Die Landwirtschaft ist noch wenig entwickelt; unter den verschiedenen Arten von Getreide wird besonders Weizen, Mais und Hirse (an-)gebaut, und wenn auch verhältnismässig wenig, doch so viel erzeugt, dass noch Ausfuhr möglich (1891/92 im Werte von 309,7 Millionen Piaster (100 Piaster = 18,44 Mark). Der Anbau (Obst) wird allgemein betrieben. Der Anbau (Ölbäume) besonders an den Küsten des Archipels un d am Adriatischen Meer und auf der Insel Kirid (Kreta); Speiseöl bildet einen Hauptausfuhrartikel des Landes. Der Anbau (Wein) liefert ausgezeichnete Weinsorten u. viele Rosinen. Tabak wird in großen Mengen (an-)gebaut, man schätzt die jährliche Ernte auf 18 Mill. kg. Die Ernte an Baumwolle geht zur Hälfte ins Ausland, im Werte von etwa 24 Mill. Fanc (franz.). Die Viehzucht, besonders für Pferde, Rinder u. Schafe ist bedeutend; die Tierzucht (Schafe) besonders in Joannina, Arnaoudluk (Albanien), liefert so viel Wolle, dass von da allein im Werte von 24 Mill. Frc ausgeführt wird; sehr wichtig ist auch die Imkerei und Seidenbau, der letztere besonders im Südteil der „Türkiye“. Die Jagd ist ziemlich einträglich, auch die Fischerei. Die Forstwirtschaft steht auf äusserst niedriger Stufe, der Bergbau liegt ganz darnieder ausser im Bergbau auf Eisen (mehrere Gruben); Salz wird aus Salzmorästen und aus Salzquellen gewonnen. Die gewerbliche Tätigkeit ist nicht bedeutend; man findet mit Ausnahme der für den täglichen Verkehr und unentbehrlichen Gewerbe, welche zum Teil von den bäuerlichen Besitzern im Hause getrieben werden, eigentlich nur Hausindustrie. Eine bedeutendere Stellung nimmt die Industrie (Seide) in Stambul (Konstantinopel) und Saloniki ein, dann die Färberei durch den ihr eigenen besonderen Glanz und die Dauerhaftigkeit der Farben; aus der Wolle wird grobes, dickes Tuch in Rumelien, Teppiche in Stambul (Konstantinopel), Saloniki, Scharkoi, Berkeredscha, die Fez genannte Kopfbedeckung in Stambul (Konstantinopel) verfertigt; die türkische Sattlerwaren und der türkische. Saffian haben noch ihren alten guten Ruf bewahrt, ebenso die Fabrikation (Leder). Schmiedewaren (Kupfer) sind ein gesuchter Artikel, sowie die berühmten Damascenerklingen, dann Schmuckgegenstände, besonders die schönen Arbeiten in Gold- umd Silberfiligran. Die Fabrikation (Parfümerien, besonders Rosenöl und Konfitüren), ist eine Spezialität des türkischen Gewerbefleisses.

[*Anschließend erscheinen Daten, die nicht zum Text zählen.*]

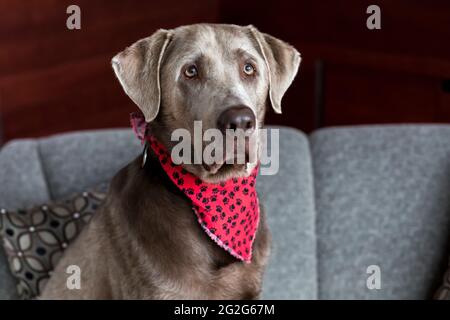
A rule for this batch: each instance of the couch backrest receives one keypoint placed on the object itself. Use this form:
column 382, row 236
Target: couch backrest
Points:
column 343, row 200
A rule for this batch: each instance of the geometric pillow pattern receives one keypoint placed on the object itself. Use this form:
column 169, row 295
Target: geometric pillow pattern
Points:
column 35, row 239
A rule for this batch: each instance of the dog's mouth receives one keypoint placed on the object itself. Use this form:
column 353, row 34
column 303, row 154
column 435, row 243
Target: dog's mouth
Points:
column 234, row 160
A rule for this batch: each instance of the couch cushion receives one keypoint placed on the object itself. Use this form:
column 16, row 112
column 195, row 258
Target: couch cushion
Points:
column 55, row 167
column 289, row 201
column 382, row 197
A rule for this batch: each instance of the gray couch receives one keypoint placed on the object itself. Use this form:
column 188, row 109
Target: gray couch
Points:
column 344, row 199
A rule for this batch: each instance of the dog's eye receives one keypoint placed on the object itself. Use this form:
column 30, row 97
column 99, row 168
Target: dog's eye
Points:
column 191, row 72
column 249, row 69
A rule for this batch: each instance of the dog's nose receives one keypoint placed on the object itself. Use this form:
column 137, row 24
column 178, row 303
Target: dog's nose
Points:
column 237, row 117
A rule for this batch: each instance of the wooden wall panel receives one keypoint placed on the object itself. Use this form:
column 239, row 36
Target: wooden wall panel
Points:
column 53, row 79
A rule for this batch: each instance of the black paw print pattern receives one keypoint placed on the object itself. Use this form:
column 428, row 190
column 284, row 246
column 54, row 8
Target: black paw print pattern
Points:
column 227, row 211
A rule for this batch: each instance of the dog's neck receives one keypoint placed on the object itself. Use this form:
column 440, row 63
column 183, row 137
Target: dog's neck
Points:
column 227, row 211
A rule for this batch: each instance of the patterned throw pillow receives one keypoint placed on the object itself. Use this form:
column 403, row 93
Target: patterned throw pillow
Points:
column 35, row 239
column 443, row 292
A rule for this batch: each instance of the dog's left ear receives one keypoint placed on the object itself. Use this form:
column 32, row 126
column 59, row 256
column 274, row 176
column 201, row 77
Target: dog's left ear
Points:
column 282, row 61
column 138, row 70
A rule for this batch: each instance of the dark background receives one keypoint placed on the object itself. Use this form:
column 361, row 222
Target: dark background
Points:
column 53, row 79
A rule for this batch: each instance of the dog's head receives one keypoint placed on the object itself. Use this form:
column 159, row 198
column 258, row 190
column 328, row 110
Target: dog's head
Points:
column 221, row 75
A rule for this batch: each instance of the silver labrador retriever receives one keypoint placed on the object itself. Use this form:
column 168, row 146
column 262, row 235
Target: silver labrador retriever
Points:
column 144, row 243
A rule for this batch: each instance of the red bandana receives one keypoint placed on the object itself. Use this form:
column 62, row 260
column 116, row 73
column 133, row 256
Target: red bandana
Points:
column 228, row 211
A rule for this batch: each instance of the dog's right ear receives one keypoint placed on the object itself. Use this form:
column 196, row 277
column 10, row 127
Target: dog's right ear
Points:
column 138, row 70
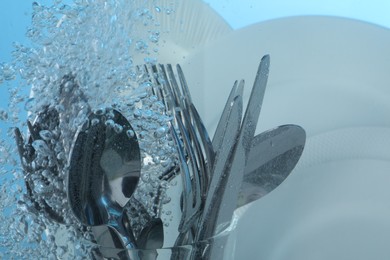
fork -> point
(191, 139)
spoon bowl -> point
(104, 170)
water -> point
(80, 58)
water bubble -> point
(41, 147)
(46, 135)
(110, 123)
(3, 115)
(130, 133)
(160, 132)
(141, 46)
(118, 128)
(95, 121)
(30, 104)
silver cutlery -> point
(104, 170)
(272, 157)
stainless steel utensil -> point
(272, 157)
(104, 171)
(185, 132)
(218, 212)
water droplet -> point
(118, 128)
(130, 133)
(95, 121)
(160, 132)
(41, 147)
(46, 135)
(110, 123)
(30, 104)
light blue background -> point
(15, 16)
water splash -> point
(80, 58)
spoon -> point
(104, 170)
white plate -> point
(331, 76)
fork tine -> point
(206, 143)
(192, 209)
(187, 182)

Über den türkischen Handel fehlen sichere offizielle Daten. Für die Entwickelung des Binnenhandels sind zwar mehrere große Messen, besonders zu Uzundschova, im Nordwesten von Edirné (mit einem Umsatze von 15 Mill. Piaster und einer Anhäufung von Waren aus der Türkiye, England, Österreich etc., im Werte von 21 Mill. Piaster), in Marassia, Seres, Farsala, Scharkoi eingerichtet, aber es fehlt an guten Kommunikationsmitteln. Der auswärtige Handel wird nur durch Fremde, besonders Griechen betrieben. Der Wert der eingeführten Waren wird für 1891/92 auf 2.455.394 Piaster, der der ausgeführten auf 1.537.005 Piaster angegeben. Hauptausfuhrartikel sind: Getreide, Trauben, Rohseide u. Kokons, Opium, Mohair, Valonen und Kaffee.

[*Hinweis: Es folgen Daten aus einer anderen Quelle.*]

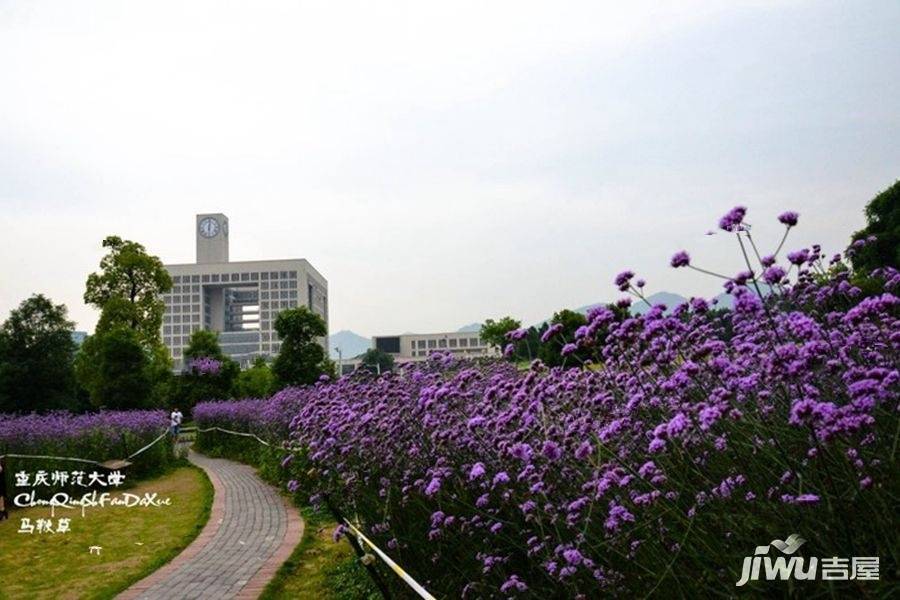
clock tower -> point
(212, 238)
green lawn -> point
(134, 541)
(321, 569)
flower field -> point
(693, 437)
(98, 437)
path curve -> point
(251, 531)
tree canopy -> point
(127, 290)
(302, 359)
(494, 332)
(36, 358)
(882, 222)
(116, 370)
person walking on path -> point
(175, 421)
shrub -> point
(698, 440)
(99, 437)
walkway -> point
(251, 531)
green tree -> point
(549, 352)
(194, 386)
(882, 222)
(377, 361)
(116, 370)
(302, 359)
(256, 382)
(37, 358)
(127, 290)
(494, 332)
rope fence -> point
(112, 464)
(86, 460)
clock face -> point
(209, 227)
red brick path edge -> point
(256, 584)
(292, 537)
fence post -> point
(4, 498)
(356, 548)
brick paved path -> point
(251, 531)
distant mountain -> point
(639, 307)
(351, 344)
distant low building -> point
(417, 346)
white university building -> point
(239, 300)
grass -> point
(320, 568)
(134, 541)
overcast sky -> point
(438, 163)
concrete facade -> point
(417, 346)
(239, 300)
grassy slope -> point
(60, 566)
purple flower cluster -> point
(95, 436)
(692, 436)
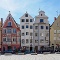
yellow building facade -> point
(55, 33)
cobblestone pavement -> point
(31, 57)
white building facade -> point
(41, 31)
(26, 26)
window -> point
(4, 31)
(42, 27)
(31, 20)
(41, 20)
(36, 41)
(41, 41)
(9, 18)
(27, 20)
(4, 39)
(23, 41)
(54, 38)
(47, 34)
(46, 27)
(26, 15)
(55, 31)
(56, 35)
(31, 34)
(22, 20)
(26, 26)
(36, 34)
(58, 31)
(27, 41)
(14, 30)
(22, 27)
(41, 34)
(31, 27)
(9, 24)
(41, 14)
(14, 39)
(8, 30)
(22, 34)
(30, 40)
(27, 33)
(36, 27)
(8, 39)
(46, 41)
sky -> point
(19, 7)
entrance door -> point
(9, 48)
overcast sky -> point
(19, 7)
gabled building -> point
(41, 31)
(55, 33)
(10, 34)
(26, 26)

Neben Stambul (Konstantinopel) sind in der europäischen Türkiye die wichtigsten Handelsplätze: Saloniki, Edirné (Adrianopel), Monastir, Seres, Gelibolu, Uzundschova, Kavallo, Janina, Gjortscha, Sayades, Prevesa, Avlona, Berat, Schkodra (Skutari), Antivari und Durazzo.
Die Zahl der Schiffe, welche die ottomanischen Häfen vom Mittelmeer und vom Schwarzen Meer 1892/94 berührten, beträgt 38.897 Dampfschiffe, 151.377 Segler, zusammen 190.274 Schiffe mit 34.137.321 t Gehalt. Die Stärke der Handelsflotte ist für Ende 1891 angegeben zu 541 mit 97.985 t Gehalt.
- Das Postwesen wurde 1840 neu eingerichtet. Die Zahl der Postbezirke (ungerechnet die fremden Postbezirke von Deutschland, Frankreich, Österreich, Griechenland etc.) beträgt 1.442; die Länge der Staatstelegrafie 32.223 km Linienlänge und 50.707 km Drahtlänge.
- Regelmässige Dampfschiffahrt findet statt durch Österreichischer Lloyd u. französische Dampfschiffe zwischen Stambul (Konstantinopel), Varna und Galatz, von Stambul (Konstantinopel) über Piraeus und Messina nach Marseille, nach Saloniki, Izmir, Tirabzon, Trieste (Triest), Wien, Pest, Zemun (Zimony, Semlin), Orsova, Galatz und zwischen Galatz und Odessa.
- In Stambul (Konstantinopel) ist die Ottomanische Bank mit einem Aktienkapital von 200 Millionen Piastern.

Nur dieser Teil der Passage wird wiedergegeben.